В одном из вариантов он даже не узнаёт своего почерка. Подобная развязка, однако, представляется мне чересчур реалистичной, чтобы претендовать на правдивость.
Согласно другой версии, таинственные исчезновения — это атрибуты кошмарного сна. Медленно гаснущий, как в театре, свет намекает на иное представление. Философии в этом случае отводится роль служанки литературы, с её наваждениями и галлюцинациями.
В третьей гипотезе, к которой я склоняюсь больше, явь выступает как чей-то сон. И действительно, если мы, как считали древние, всего лишь герои чужих сновидений, то почему бы Сновидцу, в отличие от нас, управляющему снами, не возместить нам однажды утраченного? Ведь даже в наших неумелых снах возможны возвраты прошедшего, утраченного, казалось бы, навсегда. Соблазнённый идеями одного монаха из Умбрии, считавшего, что для Бога возможно сделать Небывшее Бывшим (а значит, Он способен вернуть и прошлое), Лостман ждёт чуда повторенья. Вернул же Господь Иову его пропажи.[4] Пока же, рассуждает герой, на скрижалях стирается запись Бывшего, в этом и состоит разгадка исчезновений.

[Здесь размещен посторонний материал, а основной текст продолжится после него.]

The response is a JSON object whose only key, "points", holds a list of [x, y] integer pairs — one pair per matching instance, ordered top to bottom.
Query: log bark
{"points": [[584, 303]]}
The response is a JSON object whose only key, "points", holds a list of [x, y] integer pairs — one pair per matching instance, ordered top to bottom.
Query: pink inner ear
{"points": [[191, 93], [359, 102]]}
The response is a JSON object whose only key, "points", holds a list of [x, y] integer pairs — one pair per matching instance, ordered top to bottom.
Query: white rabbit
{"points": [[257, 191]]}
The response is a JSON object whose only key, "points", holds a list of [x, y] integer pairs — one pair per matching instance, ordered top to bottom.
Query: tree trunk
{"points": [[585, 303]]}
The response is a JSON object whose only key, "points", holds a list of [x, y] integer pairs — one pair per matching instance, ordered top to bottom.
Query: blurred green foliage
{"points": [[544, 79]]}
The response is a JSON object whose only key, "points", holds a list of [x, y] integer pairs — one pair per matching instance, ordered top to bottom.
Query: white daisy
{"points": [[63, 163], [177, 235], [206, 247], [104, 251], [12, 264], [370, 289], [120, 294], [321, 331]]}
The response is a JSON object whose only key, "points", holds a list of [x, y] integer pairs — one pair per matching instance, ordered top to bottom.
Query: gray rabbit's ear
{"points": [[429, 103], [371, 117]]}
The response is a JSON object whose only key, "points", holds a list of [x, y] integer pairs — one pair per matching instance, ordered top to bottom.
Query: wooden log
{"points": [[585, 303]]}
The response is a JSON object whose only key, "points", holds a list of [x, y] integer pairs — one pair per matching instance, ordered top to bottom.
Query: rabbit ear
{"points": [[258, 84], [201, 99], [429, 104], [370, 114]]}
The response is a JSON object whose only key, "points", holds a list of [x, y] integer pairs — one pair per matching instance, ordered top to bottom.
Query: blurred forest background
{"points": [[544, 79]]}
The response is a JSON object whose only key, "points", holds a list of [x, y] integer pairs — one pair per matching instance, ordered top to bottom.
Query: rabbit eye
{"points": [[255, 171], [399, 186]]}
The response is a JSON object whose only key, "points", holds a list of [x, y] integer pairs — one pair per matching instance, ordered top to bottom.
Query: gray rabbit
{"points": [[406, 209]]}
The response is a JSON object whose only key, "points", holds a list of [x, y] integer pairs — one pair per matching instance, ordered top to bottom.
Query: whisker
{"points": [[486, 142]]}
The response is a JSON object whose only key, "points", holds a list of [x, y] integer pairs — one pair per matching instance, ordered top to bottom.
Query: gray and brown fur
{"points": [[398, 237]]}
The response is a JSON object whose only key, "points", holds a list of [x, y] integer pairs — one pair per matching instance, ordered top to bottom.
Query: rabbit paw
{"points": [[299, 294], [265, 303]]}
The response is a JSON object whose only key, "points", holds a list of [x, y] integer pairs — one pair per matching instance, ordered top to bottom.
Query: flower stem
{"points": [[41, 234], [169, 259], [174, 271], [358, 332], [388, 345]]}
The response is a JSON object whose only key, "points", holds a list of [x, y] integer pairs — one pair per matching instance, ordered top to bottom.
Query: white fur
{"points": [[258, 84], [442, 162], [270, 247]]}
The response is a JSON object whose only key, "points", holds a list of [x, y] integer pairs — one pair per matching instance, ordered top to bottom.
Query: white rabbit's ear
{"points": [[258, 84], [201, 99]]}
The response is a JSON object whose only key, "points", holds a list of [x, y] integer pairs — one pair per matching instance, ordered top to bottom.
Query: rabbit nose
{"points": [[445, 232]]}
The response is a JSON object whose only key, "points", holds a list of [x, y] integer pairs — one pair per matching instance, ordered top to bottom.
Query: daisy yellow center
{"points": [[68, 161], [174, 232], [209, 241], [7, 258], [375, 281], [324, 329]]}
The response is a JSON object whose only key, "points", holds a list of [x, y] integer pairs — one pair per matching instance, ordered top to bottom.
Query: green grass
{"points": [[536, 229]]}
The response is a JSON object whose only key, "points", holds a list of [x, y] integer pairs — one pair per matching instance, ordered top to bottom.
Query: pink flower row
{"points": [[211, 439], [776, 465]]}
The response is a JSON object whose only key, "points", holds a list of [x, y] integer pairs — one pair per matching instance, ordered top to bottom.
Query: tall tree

Наконец, комбинируя версии, можно предложить ещё одну. Если жизнь — сон, а смерть — лишь пробужденье, то, быть может, там, за напрасно пугающей чертой, и наступит повторенье. Быть может, там вновь распустится поблекшая при жизни красота. «Когда ты рождаешься, мир, как подсолнух, поворачивается к тебе стороной чувственной, когда умираешь — костенеющей, где царит боль утрат и пропаж, — перефразирует герой Лао-цзы. — Утраты не закаляют, но — заставляют каменеть».[5]
Бедняга Лостман, обречённый метаться, как кошка по крыше затопленного дома! Неужели тебе суждена отрешённость восточных учений? Неужели тебе не проклюнуть своей сжимающейся скорлупы?
Перечисленные варианты лежат передо мной. Но я не знаю, какой предпочесть. Выбор обрекает на создание законченного Лостмана.
А это означает его утрату.
СДЕЛКА
С Маниным Снегирёв познакомился в психиатрической больнице, в которой оба были старожилами. — В подъезде раз собака околевала, — рассказывал Манин, скрестив ноги на кровати, — завалилась на бок, лапы подогнула. А лестница в доме узкая, так что жильцам приходилось через неё перешагивать. Отворачиваются — а перешагивают.
— И через нас перешагнут, — эхом откликался Снегирёв, поплёвывая на пол.
По воскресеньям Снегирёва навещала мать, бойкая, нарумяненная, посвятившая остаток дней своим недугам. «Один ты у меня остался», — жалела она себя. «А у меня — никого», — думал в ответ Снегирёв. Он ютился в комнате, чихая шерстью вечно линявшего кота, и давно понял, что никто никому не нужен. Женился он неудачно, быстро развёлся, оставив памятью тех лет повёрнутую к стенке фотографию молодой женщины с тонкими, злыми губами.